Oggi, a uso di chi volesse rendere scientifiche le modalità del servilismo cui applicarsi per ottenere er mejo senza impegno e fatica – sempre che leccare il culo al potente non si intenda qual “lavoro” quotidiano – si consiglia un’esemplare summa sul mestiere del lusingatore: Il cortegiano di Baldassarre Castiglione . Un “recensore” del tempo commentava risentito l’opera di Castiglione che, tutto sommato, cercava di separare l’adulazione dalla fedeltà al principe, insomma raddrizzare le gambe ai cani con l’ausilio della forma letteraria: “Di questi cortegiani oggidì trovansi assai, perché in poche parole voi messer Castiglione ci abbiate dipinto un nobile adulatore”.

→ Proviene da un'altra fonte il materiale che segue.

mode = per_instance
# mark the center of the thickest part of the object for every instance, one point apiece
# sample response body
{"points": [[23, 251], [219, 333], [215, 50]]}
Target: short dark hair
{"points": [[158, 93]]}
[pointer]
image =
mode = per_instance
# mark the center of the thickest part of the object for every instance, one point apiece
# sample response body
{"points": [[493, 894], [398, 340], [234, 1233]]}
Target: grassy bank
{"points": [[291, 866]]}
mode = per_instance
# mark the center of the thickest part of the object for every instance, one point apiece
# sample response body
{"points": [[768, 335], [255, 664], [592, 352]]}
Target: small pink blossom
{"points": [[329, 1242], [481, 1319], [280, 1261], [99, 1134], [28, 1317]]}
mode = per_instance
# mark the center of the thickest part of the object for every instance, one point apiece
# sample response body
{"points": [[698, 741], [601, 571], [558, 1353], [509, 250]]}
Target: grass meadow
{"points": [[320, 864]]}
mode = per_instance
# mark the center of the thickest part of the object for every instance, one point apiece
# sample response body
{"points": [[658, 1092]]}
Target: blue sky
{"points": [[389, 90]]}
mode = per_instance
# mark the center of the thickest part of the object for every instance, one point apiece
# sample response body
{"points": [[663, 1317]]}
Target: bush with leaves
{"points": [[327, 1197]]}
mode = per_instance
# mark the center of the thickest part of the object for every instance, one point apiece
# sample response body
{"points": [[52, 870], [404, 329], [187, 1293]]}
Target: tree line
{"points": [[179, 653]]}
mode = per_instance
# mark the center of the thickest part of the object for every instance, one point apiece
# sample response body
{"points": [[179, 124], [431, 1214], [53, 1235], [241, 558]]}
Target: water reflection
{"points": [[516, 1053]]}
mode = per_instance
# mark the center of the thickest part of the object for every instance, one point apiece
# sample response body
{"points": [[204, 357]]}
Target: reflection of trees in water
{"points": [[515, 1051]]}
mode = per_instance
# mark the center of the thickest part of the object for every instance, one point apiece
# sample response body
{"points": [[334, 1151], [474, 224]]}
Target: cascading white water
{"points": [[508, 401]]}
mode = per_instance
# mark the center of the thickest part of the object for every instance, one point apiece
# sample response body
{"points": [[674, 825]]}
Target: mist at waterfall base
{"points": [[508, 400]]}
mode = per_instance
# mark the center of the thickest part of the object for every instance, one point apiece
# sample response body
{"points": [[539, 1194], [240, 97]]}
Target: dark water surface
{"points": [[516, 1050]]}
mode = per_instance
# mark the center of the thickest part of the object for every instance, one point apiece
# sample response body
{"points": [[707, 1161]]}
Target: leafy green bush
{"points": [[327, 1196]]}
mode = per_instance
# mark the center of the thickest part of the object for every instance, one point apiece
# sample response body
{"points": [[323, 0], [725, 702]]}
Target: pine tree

A cui Castiglione eccepì: “Voi vi ingannate assai, perché gli adulatori non amano i signori né gli amici, il che io vi dico che voglio che sia principalmente nel nostro cortegiano; e ’1 compiacere e secondar le voglie di quello a chi si serve si po’ far senza adulare, perché io intendo delle voglie che siano ragionevoli ed oneste”. Per Castiglione è il cortigiano stesso a dover distinguere ciò che è adulazione da ciò che è un semplice e ragionevole e degno elogio. Tant’è. Due facce della stessa medaglia: l’adulatore e l’adulato. Complici della medesima perniciosa perversione.